にっこり笑顔は絶やさずに、華麗なまでに嘘を吐く。
――無論、鍵を取り替える予定などある筈もない。
けれどこうして合鍵を取り上げてしまえば、この子だってここへと足を運ぶだけの『理由』もなくなる。…そのキッカケも。
必要だって何もない。

(簡単な話じゃない)

そもそも合鍵なんて厄介なものを渡してあるから、ふらふらっとやって来てしまうのだ。
合鍵なんて厄介なものを持っているから、ここへと来なきゃいけないような気に駆られるのだ。
だから取り上げてしまえばいい。
それも、極・当たり前の理由付けで以って。
角が立たないように、波風ひとつ立てないように。
この関係を清算するために。


そしてあの子は…やっぱり、どこかホッとしたような面持ちで。
ああ、それなら…と。
あたしに鍵を手渡した。
存外あっさり戻された鍵。
その合鍵を、一度だけ。
ぎゅうと握り締めてからあたしは、ベッドサイドにことりと捨て置いた。


「で?鍵はいつ替えるんだよ?」
「さあ。

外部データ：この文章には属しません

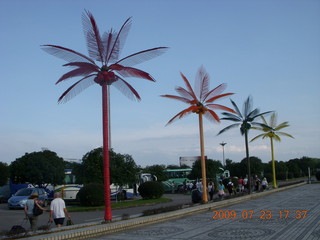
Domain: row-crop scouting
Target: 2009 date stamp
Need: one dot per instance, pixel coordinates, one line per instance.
(262, 214)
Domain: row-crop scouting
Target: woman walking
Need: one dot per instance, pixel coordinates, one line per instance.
(28, 209)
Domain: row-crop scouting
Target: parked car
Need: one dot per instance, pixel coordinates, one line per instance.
(19, 199)
(4, 194)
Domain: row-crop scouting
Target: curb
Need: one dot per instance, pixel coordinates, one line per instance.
(94, 229)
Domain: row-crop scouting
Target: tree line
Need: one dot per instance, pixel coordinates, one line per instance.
(46, 167)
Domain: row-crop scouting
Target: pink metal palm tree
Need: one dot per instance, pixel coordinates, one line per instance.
(201, 102)
(105, 49)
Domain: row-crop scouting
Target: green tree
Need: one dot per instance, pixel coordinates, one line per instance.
(157, 170)
(272, 131)
(256, 166)
(294, 170)
(201, 101)
(245, 120)
(4, 173)
(123, 169)
(212, 168)
(38, 168)
(235, 168)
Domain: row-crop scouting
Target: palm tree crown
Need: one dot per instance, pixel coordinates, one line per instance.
(105, 49)
(245, 119)
(201, 99)
(271, 129)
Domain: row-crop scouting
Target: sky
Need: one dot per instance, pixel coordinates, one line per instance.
(267, 49)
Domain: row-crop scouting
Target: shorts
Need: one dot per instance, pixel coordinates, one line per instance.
(59, 221)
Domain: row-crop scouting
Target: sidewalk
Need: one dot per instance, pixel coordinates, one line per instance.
(96, 228)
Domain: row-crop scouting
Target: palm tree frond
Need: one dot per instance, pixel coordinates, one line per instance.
(215, 92)
(285, 134)
(236, 108)
(218, 97)
(66, 54)
(185, 100)
(189, 88)
(185, 93)
(84, 69)
(182, 114)
(202, 83)
(114, 45)
(131, 72)
(247, 106)
(259, 136)
(142, 56)
(91, 32)
(126, 88)
(229, 127)
(211, 116)
(76, 88)
(220, 107)
(231, 117)
(281, 126)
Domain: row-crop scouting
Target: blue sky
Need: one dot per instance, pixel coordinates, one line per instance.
(267, 49)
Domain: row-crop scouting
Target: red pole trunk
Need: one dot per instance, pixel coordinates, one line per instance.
(106, 162)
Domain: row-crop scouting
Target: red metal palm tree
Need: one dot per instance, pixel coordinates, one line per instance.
(105, 49)
(201, 100)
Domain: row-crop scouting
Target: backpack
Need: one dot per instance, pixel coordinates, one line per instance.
(36, 210)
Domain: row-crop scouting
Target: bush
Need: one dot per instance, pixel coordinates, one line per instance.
(150, 190)
(91, 194)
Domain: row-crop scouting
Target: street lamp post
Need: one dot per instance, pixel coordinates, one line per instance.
(222, 144)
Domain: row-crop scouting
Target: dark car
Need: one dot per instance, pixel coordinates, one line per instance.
(4, 194)
(19, 199)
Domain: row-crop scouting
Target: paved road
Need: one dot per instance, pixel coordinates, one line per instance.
(290, 214)
(15, 217)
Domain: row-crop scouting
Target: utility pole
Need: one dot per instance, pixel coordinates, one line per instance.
(222, 144)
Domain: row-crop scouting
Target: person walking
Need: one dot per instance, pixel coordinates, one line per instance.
(211, 189)
(221, 190)
(28, 209)
(58, 210)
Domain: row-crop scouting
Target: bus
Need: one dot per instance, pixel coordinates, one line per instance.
(69, 189)
(177, 179)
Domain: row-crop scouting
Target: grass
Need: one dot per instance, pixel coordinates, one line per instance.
(118, 205)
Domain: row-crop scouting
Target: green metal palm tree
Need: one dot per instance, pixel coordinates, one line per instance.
(201, 101)
(272, 130)
(245, 120)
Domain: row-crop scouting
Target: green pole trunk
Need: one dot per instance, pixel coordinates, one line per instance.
(248, 160)
(273, 165)
(203, 161)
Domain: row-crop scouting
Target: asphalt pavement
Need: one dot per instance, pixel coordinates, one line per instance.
(286, 213)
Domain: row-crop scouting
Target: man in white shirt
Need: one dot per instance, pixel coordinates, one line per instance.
(58, 210)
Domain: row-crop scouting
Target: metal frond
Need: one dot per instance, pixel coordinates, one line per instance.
(131, 72)
(126, 89)
(92, 34)
(76, 88)
(113, 50)
(229, 127)
(215, 92)
(142, 56)
(185, 100)
(201, 84)
(186, 94)
(66, 54)
(236, 108)
(82, 70)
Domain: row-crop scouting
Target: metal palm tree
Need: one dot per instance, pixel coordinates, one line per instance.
(245, 120)
(272, 130)
(105, 49)
(201, 100)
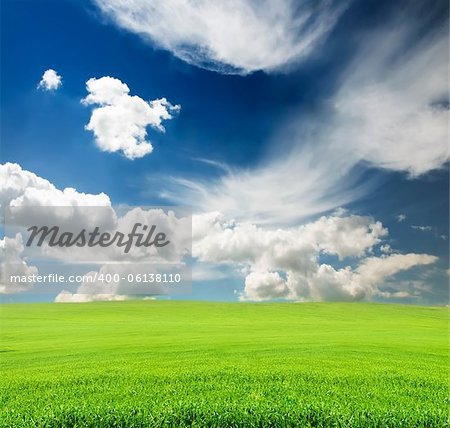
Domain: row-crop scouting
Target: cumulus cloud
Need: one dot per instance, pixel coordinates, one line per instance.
(50, 81)
(12, 263)
(25, 198)
(286, 263)
(422, 228)
(120, 120)
(19, 187)
(238, 36)
(391, 106)
(389, 111)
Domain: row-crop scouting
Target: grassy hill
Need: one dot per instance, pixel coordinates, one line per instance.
(161, 363)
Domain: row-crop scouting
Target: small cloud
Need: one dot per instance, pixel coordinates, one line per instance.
(386, 249)
(50, 81)
(422, 228)
(401, 217)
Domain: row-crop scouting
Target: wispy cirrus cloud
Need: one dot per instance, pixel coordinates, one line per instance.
(119, 120)
(238, 36)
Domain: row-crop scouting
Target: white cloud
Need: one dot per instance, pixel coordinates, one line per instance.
(68, 297)
(388, 112)
(19, 187)
(401, 217)
(27, 195)
(285, 263)
(277, 263)
(237, 36)
(422, 228)
(12, 263)
(386, 249)
(119, 122)
(50, 81)
(391, 107)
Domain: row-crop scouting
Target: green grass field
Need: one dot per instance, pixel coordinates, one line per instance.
(177, 364)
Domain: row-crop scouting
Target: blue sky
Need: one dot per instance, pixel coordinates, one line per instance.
(241, 131)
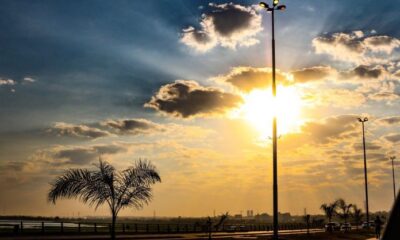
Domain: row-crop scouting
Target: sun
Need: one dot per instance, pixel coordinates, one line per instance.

詳しいことは大家さんに聞いてみないとわかんない」
「フーン。…まあ、調子悪いって前から言ってたもんな」


良かったじゃねえかと浮かべる笑みは、いつも通り。
どこかシニカルで、さっきまでの年相応の可愛らしさは微塵もない。
それを、あーあと思いながらもホッとしている。
やっぱりこっちの方が見慣れている。
居心地がいいと思ってしまうあたしも、きっと。
変わりゆくこの子とこの先も、この『関係』を続けることなど微塵も望んでなどいないと云うことだろう。
(潮時、ってヤツなのかしらね。やっぱり)

「まあ、いいや。鍵、付け替えたら連絡くれ」
「…ん。わかった」

わかった、なんて。
したり顔で答えつつも、当然あたしから連絡するつもりなどある筈もない。
だけどそれはこの子だって同じに違いない。
(だってあたしが連絡入れるまで、ここには来る気ないってことでしょう、それ?)
そもそも「連絡くれ」って時点で、自分からあたしに連絡する気も、繋がる気すらないのは明白なのだ。
…だからやっぱり、ゲーム・オーバー。
そう思って、零れる忍び笑い。
まあ…けっこう楽しかったしね?
この子もまだまだ16なんだし、いい加減年相応のカノジョ作るのが理想よね?
そう思って、吹っ切って。
脱ぎ捨てたシャツに手を伸ばす。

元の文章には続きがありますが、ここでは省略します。